Bu geniş nazardan sonra kendi alemimize dönelim istiyorum. Dönem dönem gelen yeni bir şeyler yapma isteği, belki bir yolculuk, belki bir iş, belki evlilik... Hepsinin bu teceddüd meylinden kaynaklandığını düşünüyorum. Çünkü insan fıtraten sabit duramaz. Sabilik, tekdüzelik ademe, yani yokluğa gider zira. İnsana en büyük azapsa ademdir. Var olmak ister insan, bir iz bırakmak ister bu dünyaya. Teceddüd de bu adem halinden uzaklaşmaktır, o yüzden insan yeni bir şeyler yapma arzusu duyar hayatında zaman zaman.
Yaşım daha geençken insanların ikinci bir üniversite ya da yüksek lisans yapmalarını hiç anlamazdım.
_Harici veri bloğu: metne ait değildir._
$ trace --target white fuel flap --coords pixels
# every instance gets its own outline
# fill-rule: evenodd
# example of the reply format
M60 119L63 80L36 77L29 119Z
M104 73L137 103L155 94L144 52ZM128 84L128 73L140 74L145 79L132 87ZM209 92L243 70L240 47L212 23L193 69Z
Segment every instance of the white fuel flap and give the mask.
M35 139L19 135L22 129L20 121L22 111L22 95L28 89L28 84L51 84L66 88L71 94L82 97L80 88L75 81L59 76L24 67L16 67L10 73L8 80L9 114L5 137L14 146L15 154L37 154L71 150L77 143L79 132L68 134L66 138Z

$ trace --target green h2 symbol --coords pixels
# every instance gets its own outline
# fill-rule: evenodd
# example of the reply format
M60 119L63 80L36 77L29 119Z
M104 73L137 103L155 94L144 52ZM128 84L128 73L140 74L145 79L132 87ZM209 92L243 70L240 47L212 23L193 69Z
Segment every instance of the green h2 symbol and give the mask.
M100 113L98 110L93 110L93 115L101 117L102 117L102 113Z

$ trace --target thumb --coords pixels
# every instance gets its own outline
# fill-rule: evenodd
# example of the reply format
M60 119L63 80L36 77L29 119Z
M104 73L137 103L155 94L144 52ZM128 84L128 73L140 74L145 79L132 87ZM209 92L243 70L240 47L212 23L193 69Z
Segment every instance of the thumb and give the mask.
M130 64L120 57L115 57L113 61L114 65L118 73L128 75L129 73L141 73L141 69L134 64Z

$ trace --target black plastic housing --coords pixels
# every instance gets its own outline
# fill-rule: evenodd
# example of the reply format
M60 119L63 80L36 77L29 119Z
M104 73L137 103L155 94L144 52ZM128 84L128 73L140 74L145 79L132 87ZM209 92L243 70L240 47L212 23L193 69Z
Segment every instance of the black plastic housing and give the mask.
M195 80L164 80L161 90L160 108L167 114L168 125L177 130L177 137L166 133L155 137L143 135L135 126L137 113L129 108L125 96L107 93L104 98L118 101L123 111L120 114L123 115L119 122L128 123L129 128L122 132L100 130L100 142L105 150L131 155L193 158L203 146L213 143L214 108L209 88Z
Okurken bir an önce o bataklıktan kurtulmayı hayal ediyordum çünkü. Yeni yeni farkediyorum ki, teceddüd meyli yönlendiriyormuş o insanları buna. Ya da örneğin, yıllarca bir alanda çalışmış birisi, sonra birdenbire hiç alakası olmayan bambaşka bir alanda kariyer yapmaya başlıyor. Girişimci oluyor mesela. Ya da bir sanat dalında sanatkar olmayı öğreniyor. İlaahir, örnekler çoğaltılabilir.
İnsanın fıtratını en iyi bilen Elçi (sav) buyurmamış mı, "İmanınızı Lâ İlâhe İllallâh'la yenileyin." Demek sadece maddî yönden yenilenmek olmaz, manevî olarak da yenileneceğiz, teceddüd edeceğiz. Yoksa hiçbir teceddüd bizi tatmin etmez. Ömrümüz boyunca daldan dala koşan, ama bir işte dikiş tutturamayan maymun iştahlı kimselerden oluveriririz de geriye dönüp bakınca, asıl yurda bir sermaye biriktirmemiş olmanın vicdan azabı kalır yanımızda. Rabbim razı olacağı şekilde, hem maddî hem manevî bizi kemal noktamıza götüren teceddüdler nasip etsin, âmin.